After my dream, sleep becomes scarce. The boogeyman Ninny used to stare away seems to be tucked tightly in the corner of my room. But staying awake helps. Most nights, I draw until my hands and eyes get so tired, I’m forced to sleep. I even picked up a tube of cover-up. Every morning, I dab a cream colored blob of concealer over the blue shadows collecting under my eyes. The bags disappear in seconds.
My hands start to go numb at random times, too, like when I’m in the car or when Olivia and I exchange glances in the halls. She never smiles at me. Her cheeks will go from perky to deflated with one look in my direction. Her shoulders even slump, and I’ll want to throw up because she’s so sad. Usually when that happens, I focus on a crack in the wall or hum a song that I heard on the radio until the feeling returns to my hands.
Walking helps, too. I’ve started wandering my neighborhood at night, which I know may not be the safest decision, but it’s safer than my bedroom and safer than sleep. I just walk and stare at the stars. For the first time in my life, I’m glad Ninny has a date with dope every night that puts her into a sleeping coma. It’s that or she’s sleeping at Toaster’s, which makes leaving the house even easier. I even walk to school some days. I figure a little bit of exercise can’t hurt.

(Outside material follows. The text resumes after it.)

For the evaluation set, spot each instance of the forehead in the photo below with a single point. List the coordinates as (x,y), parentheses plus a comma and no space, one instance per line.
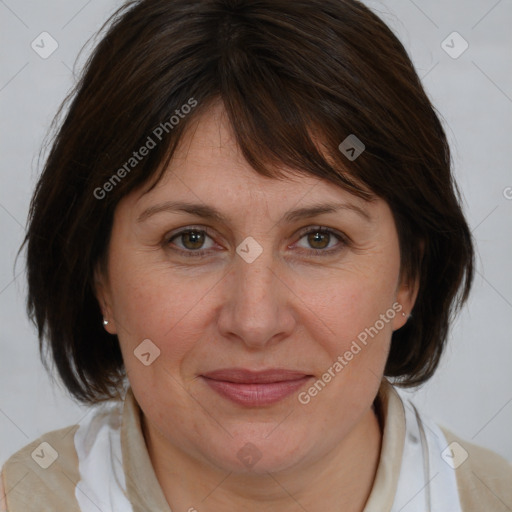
(208,166)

Some nights, I’ll feel Katelyn behind me, like a shadow creeping closer and closer. When that happens, I pick up the pace to a jog. I usually end up running full speed until I can’t breathe any more and I have to hunch over, my sides splitting from cramps.
One afternoon, I catch her sitting at a table in Shakedown Street. It scares me so badly I drop the shake I’m making. When I go to clean up the glass on the floor, I don’t notice it’s chipped. It slices my hand.
The shake mixes with my blood and I mutter, “I think I’m bleeding a rainbow.”
Ninny freaks when she sees the colorful mess, screaming at me, “What happened? What happened?” over and over. But I can’t say I just saw a dead person, so I just stand there.
She carts me down to the urgent care clinic. The glass only sliced my hand a little. It just looked like a lot of blood because of the liquid from the shake. The nurse puts one of those butterfly bandages on my hand.
“I hope I never see you again,” I say as we leave. By the look on her face, she doesn’t get the joke. “I guess it’s a doctor thing.”
By the time Ninny and I make it home, my head is swimming so badly, I go up to my room and stuff my head under my pillow until the pounding subsides.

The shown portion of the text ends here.